Differential operators on manifolds can also be assigned a symbol and a main symbol. In the definition, it must of course be taken into account that the main symbol and the symbol under Change of cards are invariant defined. Since changing cards for symbols is very complicated, you usually limit yourself to the definition of the main symbol.
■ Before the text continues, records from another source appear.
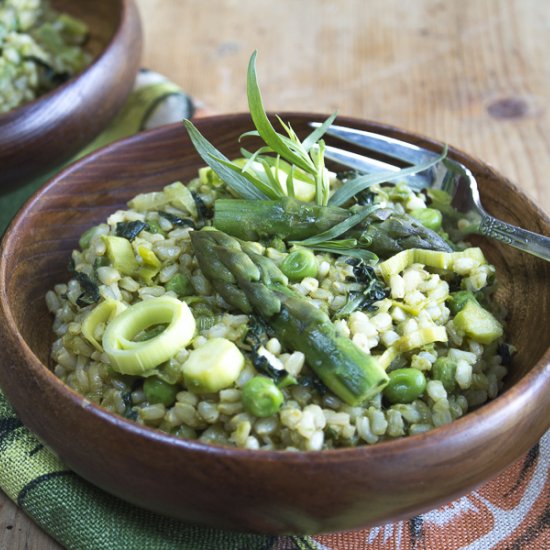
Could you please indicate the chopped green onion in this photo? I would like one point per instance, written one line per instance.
(299, 264)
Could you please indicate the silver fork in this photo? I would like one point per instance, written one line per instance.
(447, 175)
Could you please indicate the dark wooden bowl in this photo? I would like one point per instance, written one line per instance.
(266, 491)
(44, 133)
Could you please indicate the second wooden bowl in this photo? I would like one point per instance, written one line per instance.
(44, 133)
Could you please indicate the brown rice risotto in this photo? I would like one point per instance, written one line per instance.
(273, 304)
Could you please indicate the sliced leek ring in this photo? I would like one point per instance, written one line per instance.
(139, 358)
(103, 313)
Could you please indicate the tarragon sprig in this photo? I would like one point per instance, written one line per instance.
(258, 178)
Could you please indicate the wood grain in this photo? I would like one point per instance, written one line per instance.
(42, 134)
(473, 73)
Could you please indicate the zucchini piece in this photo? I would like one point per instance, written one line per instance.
(420, 337)
(477, 323)
(213, 367)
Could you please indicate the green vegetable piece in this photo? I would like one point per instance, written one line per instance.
(457, 300)
(477, 323)
(428, 217)
(121, 254)
(299, 264)
(431, 258)
(102, 313)
(261, 397)
(213, 367)
(257, 285)
(284, 218)
(181, 285)
(405, 385)
(153, 226)
(128, 356)
(159, 391)
(444, 370)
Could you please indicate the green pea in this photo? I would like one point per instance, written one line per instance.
(405, 385)
(428, 217)
(261, 397)
(159, 391)
(444, 369)
(299, 264)
(154, 227)
(180, 284)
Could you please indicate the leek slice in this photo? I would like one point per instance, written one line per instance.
(430, 258)
(103, 313)
(213, 367)
(140, 358)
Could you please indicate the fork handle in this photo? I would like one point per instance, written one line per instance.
(530, 242)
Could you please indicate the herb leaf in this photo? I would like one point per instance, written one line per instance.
(130, 230)
(176, 220)
(356, 185)
(218, 162)
(90, 290)
(339, 228)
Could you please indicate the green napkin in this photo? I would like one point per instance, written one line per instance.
(74, 512)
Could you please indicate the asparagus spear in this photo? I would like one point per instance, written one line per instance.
(250, 282)
(383, 232)
(286, 217)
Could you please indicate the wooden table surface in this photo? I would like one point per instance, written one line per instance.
(472, 73)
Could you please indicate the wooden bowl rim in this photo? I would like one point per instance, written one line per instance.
(19, 113)
(488, 415)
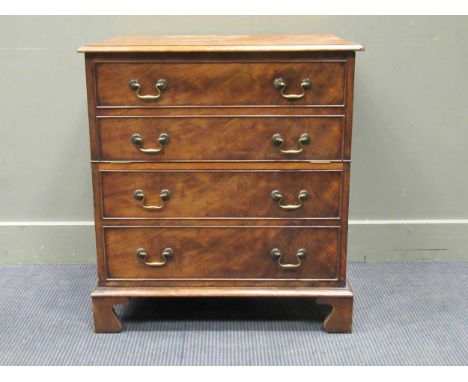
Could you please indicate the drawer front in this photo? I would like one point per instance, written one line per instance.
(221, 138)
(220, 83)
(221, 193)
(222, 252)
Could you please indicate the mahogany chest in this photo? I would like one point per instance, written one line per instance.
(221, 168)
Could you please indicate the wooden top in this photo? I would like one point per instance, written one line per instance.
(222, 43)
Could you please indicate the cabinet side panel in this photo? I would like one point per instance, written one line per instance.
(349, 105)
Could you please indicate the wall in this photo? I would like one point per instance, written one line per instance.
(409, 197)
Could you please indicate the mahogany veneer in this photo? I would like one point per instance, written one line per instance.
(221, 168)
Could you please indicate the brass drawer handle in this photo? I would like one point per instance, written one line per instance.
(280, 84)
(137, 140)
(165, 253)
(140, 196)
(160, 85)
(276, 253)
(278, 140)
(277, 196)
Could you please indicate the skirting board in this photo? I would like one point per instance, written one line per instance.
(369, 240)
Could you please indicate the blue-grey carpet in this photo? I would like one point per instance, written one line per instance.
(405, 314)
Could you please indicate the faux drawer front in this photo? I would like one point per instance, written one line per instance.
(222, 252)
(221, 83)
(217, 194)
(221, 138)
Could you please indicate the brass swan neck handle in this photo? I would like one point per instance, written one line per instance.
(278, 140)
(276, 253)
(280, 84)
(137, 140)
(140, 196)
(277, 196)
(165, 253)
(159, 85)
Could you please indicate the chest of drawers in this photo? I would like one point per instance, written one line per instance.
(221, 168)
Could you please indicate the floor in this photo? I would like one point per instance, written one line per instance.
(405, 314)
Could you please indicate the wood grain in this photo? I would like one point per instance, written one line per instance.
(194, 83)
(220, 110)
(222, 194)
(222, 252)
(222, 138)
(222, 43)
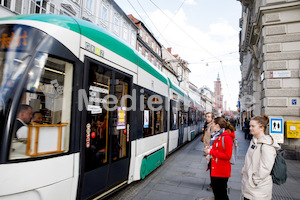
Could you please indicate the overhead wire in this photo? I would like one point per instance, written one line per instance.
(151, 21)
(174, 16)
(213, 56)
(185, 32)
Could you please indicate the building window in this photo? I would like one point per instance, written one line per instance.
(38, 7)
(133, 38)
(116, 25)
(104, 15)
(89, 4)
(125, 32)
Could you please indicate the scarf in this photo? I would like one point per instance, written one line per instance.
(215, 135)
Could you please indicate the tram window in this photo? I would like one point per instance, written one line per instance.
(173, 115)
(153, 120)
(120, 138)
(48, 91)
(97, 118)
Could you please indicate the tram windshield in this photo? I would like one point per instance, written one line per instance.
(40, 86)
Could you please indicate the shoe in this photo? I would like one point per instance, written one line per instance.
(205, 198)
(209, 188)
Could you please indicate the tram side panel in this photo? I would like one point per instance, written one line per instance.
(148, 150)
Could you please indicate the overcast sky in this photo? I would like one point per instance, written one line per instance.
(205, 33)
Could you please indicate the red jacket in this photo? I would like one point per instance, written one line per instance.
(220, 161)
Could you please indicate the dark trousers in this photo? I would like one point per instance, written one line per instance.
(219, 186)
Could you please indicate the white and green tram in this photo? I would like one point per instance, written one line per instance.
(106, 118)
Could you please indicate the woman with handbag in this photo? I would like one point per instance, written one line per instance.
(257, 182)
(220, 165)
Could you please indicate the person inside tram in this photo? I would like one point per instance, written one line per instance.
(101, 137)
(22, 121)
(37, 117)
Let be a (coordinate-invariant) differential operator that operates between intersections of vector bundles. Be , and . Choose and with , and . Then the expression ${\ displaystyle D \ colon \ Gamma ^ {\ infty} (M, E) \ to \ Gamma ^ {\ infty} (M, F)}$${\ displaystyle p \ in M}$${\ displaystyle \ xi \ in T_ {p} ^ {*} M}$${\ displaystyle e \ in E_ {p}}$${\ displaystyle f \ in C_ {c} ^ {\ infty} (M)}$${\ displaystyle s \ in \ Gamma _ {c} ^ {\ infty} (M, E)}$${\ displaystyle f (p) = 0}$${\ displaystyle \ textstyle \ mathrm {d} f_ {p} = \ xi}$${\ displaystyle s (p) = e}$

${\ displaystyle \ sigma _ {D} ^ {k} (p, \ xi) e: = {\ frac {i ^ {k}} {k!}} D (f ^ {k} s) (p)}$

regardless of the choice of and . The function ${\ displaystyle f}$${\ displaystyle s}$

${\ displaystyle \ sigma _ {D} ^ {k} (p, \ xi) \ in \ operatorname {Hom} (E_ {p}, F_ {p})}$

is then called the main symbol of . ${\ displaystyle D}$

## Pseudo differential operators

The order of a differential operator is always an integer and positive. This is generalized in the theory of pseudo-differential operators. Linear differential operators of the order with smooth and bounded coefficients can be understood as pseudo-differential operators of the same order. If such a differential operator is used, then one can apply the Fourier transformation and then the inverse Fourier transformation . That is, it applies ${\ displaystyle k}$${\ displaystyle D \ colon C_ {c} ^ {k} (\ mathbb {R} ^ {n}) \ to C_ {c} (\ mathbb {R} ^ {n})}$${\ displaystyle Df}$ ${\ displaystyle {\ mathcal {F}}}$${\ displaystyle {\ mathcal {F}} ^ {- 1}}$

${\ displaystyle (you) (x) = ({\ mathcal {F}} ^ {- 1} {\ mathcal {F}} you) (x) = {\ frac {1} {(2 \ pi) ^ { n}}} \ int _ {\ mathbb {R} ^ {n}} \ int _ {\ mathbb {R} ^ {n}} e ^ {\ mathrm {i} (xy) \ xi} D (\ xi ) u (y) \ mathrm {d} y \ mathrm {d} \ xi.}$

This is a special case of a pseudo differential operator

${\ displaystyle (Pu) (x) = {\ frac {1} {(2 \ pi) ^ {n}}} \ int _ {\ mathbb {R} ^ {n}} \ int _ {\ mathbb {R } ^ {n}} e ^ {\ mathrm {i} (xy) \ xi} a (x, y, \ xi) u (y) \ mathrm {d} y \ mathrm {d} \ xi.}$

This also shows that certain differential operators can be represented as integral operators and thus differential operators and integral operators are not completely opposite.